In January 2008, David Hiller, publisher of the Los Angeles Times, announced a hiring freeze. "The future," he told James O'Shea, his editor-in-chief, "is in cutting back." Although O'Shea had lived with tight financial controls for years, he begged to differ. "A dollar's worth of investment," he insisted, "is worth far more than a barrel of budget cuts." A few days later, O'Shea was fired.

In "The Deal From Hell," O'Shea uses the merger of the Tribune Co. and Times Mirror in 2000, and the acquisition of this behemoth by real estate mogul Sam Zell seven years later, to provide a combative, compelling and cautionary account of an endangered species. Acknowledging the substantial challenges faced by his industry, he maintains, more passionately than persuasively, that putting profits first -- more than technological change -- is killing newspapers.

To be sure, the bean counters who now run newspapers do seem interested only in raising stock prices, dividends and their own compensation packages. Mark Willes, CEO of Times Mirror, O'Shea indicates, approached employee layoffs "as if he were an undertaker, for whom death is just another day's work." A petty, mean-spirited micromanager as depicted by O'Shea, Dennis FitzSimons, the Tribune's CEO, walked away from a soon-to-be-bankrupt company with a $41 million golden parachute.

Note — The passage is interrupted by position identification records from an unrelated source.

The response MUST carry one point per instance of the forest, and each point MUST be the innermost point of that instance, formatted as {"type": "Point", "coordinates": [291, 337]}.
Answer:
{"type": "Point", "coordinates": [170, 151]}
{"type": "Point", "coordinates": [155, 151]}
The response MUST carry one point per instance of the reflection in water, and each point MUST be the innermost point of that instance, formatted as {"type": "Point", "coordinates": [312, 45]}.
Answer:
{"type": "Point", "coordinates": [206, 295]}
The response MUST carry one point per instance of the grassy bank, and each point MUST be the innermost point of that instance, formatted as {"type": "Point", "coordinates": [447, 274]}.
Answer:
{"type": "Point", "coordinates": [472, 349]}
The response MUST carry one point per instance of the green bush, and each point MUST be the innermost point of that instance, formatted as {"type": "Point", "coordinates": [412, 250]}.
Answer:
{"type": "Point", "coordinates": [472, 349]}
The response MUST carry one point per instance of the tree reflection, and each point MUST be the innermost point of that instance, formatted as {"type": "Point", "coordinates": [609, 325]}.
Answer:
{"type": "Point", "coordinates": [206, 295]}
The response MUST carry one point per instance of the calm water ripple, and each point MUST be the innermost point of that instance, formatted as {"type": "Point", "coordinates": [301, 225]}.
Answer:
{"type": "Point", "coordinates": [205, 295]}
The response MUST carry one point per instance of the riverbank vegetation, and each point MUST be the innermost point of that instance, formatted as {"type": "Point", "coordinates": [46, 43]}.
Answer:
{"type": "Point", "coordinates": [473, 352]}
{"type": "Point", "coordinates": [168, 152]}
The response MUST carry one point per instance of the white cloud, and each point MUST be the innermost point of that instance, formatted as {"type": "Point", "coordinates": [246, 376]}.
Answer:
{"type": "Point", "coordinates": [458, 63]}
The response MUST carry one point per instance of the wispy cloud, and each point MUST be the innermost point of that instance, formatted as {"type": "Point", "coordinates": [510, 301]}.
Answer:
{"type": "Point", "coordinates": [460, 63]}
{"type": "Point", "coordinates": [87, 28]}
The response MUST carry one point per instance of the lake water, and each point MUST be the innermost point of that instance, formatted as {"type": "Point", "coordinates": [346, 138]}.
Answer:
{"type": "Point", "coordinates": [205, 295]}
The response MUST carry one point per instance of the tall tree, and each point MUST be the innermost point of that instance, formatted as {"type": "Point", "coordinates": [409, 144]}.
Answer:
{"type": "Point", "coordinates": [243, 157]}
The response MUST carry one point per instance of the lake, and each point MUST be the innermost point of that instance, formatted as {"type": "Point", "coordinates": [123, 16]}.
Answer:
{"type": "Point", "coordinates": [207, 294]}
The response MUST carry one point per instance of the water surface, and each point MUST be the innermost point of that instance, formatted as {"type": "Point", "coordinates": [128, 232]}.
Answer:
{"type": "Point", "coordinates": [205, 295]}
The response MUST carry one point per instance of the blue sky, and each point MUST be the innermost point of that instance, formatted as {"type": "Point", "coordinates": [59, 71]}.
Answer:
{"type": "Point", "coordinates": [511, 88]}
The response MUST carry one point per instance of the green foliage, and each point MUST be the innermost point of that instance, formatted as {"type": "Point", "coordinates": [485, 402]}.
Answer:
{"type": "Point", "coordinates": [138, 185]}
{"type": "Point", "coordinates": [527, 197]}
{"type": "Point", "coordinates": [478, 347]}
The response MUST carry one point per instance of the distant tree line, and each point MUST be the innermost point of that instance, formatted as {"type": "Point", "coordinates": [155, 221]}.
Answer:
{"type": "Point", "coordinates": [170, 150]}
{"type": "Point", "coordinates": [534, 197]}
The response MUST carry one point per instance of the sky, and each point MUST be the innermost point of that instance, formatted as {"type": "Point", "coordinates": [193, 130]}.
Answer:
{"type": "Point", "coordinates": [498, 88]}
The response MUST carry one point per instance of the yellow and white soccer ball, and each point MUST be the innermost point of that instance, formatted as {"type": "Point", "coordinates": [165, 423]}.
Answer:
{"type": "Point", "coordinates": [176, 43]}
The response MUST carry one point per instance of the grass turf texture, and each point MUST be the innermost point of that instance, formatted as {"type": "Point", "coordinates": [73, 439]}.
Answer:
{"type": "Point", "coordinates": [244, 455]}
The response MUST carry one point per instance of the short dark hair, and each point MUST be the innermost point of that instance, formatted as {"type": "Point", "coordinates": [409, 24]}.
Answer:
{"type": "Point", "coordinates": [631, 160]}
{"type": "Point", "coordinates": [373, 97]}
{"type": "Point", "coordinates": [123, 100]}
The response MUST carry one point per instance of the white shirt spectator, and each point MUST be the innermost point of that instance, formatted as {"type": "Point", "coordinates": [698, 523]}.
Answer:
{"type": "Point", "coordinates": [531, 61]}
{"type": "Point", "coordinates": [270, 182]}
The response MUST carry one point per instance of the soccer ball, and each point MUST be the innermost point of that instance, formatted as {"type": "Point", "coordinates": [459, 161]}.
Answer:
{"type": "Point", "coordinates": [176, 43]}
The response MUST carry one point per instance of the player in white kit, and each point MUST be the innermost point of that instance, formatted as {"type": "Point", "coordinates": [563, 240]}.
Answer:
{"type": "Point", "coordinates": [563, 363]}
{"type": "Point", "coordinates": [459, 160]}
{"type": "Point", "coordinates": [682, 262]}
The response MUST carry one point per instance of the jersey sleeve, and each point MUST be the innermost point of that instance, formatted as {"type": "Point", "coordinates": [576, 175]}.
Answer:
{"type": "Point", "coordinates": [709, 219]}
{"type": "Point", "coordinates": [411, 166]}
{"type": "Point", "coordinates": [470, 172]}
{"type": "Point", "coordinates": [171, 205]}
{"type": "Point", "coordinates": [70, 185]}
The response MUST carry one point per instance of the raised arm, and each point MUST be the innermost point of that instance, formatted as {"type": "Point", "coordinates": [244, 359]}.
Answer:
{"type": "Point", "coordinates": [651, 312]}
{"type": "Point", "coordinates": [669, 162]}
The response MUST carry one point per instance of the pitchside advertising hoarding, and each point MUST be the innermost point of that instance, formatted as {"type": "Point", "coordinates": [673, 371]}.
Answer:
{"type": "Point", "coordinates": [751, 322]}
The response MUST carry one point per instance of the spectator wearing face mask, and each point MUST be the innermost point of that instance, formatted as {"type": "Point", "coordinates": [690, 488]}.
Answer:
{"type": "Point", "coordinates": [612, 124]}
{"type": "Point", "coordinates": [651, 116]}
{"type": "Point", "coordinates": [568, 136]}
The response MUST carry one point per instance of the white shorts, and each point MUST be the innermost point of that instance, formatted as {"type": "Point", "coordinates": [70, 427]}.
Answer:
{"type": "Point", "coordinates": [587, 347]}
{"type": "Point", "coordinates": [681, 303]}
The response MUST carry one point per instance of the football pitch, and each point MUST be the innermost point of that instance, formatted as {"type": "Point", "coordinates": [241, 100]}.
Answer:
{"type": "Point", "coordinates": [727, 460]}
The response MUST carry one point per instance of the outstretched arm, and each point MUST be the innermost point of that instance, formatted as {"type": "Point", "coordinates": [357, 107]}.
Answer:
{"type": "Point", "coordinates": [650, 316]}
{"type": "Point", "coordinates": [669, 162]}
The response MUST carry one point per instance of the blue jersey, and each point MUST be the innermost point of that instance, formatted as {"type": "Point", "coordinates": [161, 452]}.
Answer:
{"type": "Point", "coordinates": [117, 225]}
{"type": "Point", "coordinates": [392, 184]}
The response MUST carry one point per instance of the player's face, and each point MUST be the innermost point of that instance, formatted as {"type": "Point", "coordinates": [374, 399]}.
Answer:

"The Deal From Hell," however, is written as much in sorrow as in anger. O'Shea understands that Internet competitors such as Google and Craigslist are capturing readers and advertisers -- and obliterating the business models that newspapers have relied on for decades. Noting that neither he nor anyone else has figured out how to beat them at their own game, O'Shea extends some sympathy to desperate executives who pumped up circulation numbers by arranging kickbacks for dealers who dumped unsold copies instead of returning them, and making bulk sales of their papers at a deep discount to car dealers and hotel chains.

O'Shea is right to remind us that newspapers, at their best, deliver facts, context and analysis and provide an essential public service in a democracy -- all the more necessary at a time in which the Web is flooding us with raw data, which can "incubate rumor, disinformation and propaganda." He's right, as well, to observe that newspapers can't cut their way into the future.

If we want authoritative reporting on the issues of the day, however, we need to respond pragmatically to the analysis of "Zell from Hell." As a businessman and not "a newspaper guy," Zell claimed that "all that matters is the bottom line, because if we have a bottom line, we have a newspaper." Let's hope, with James O'Shea, that out there somewhere there's a bottom line that will support and sustain journalistic quality and integrity.

Glenn C. Altschuler is the Thomas and Dorothy Litwin Professor of American Studies at Cornell University.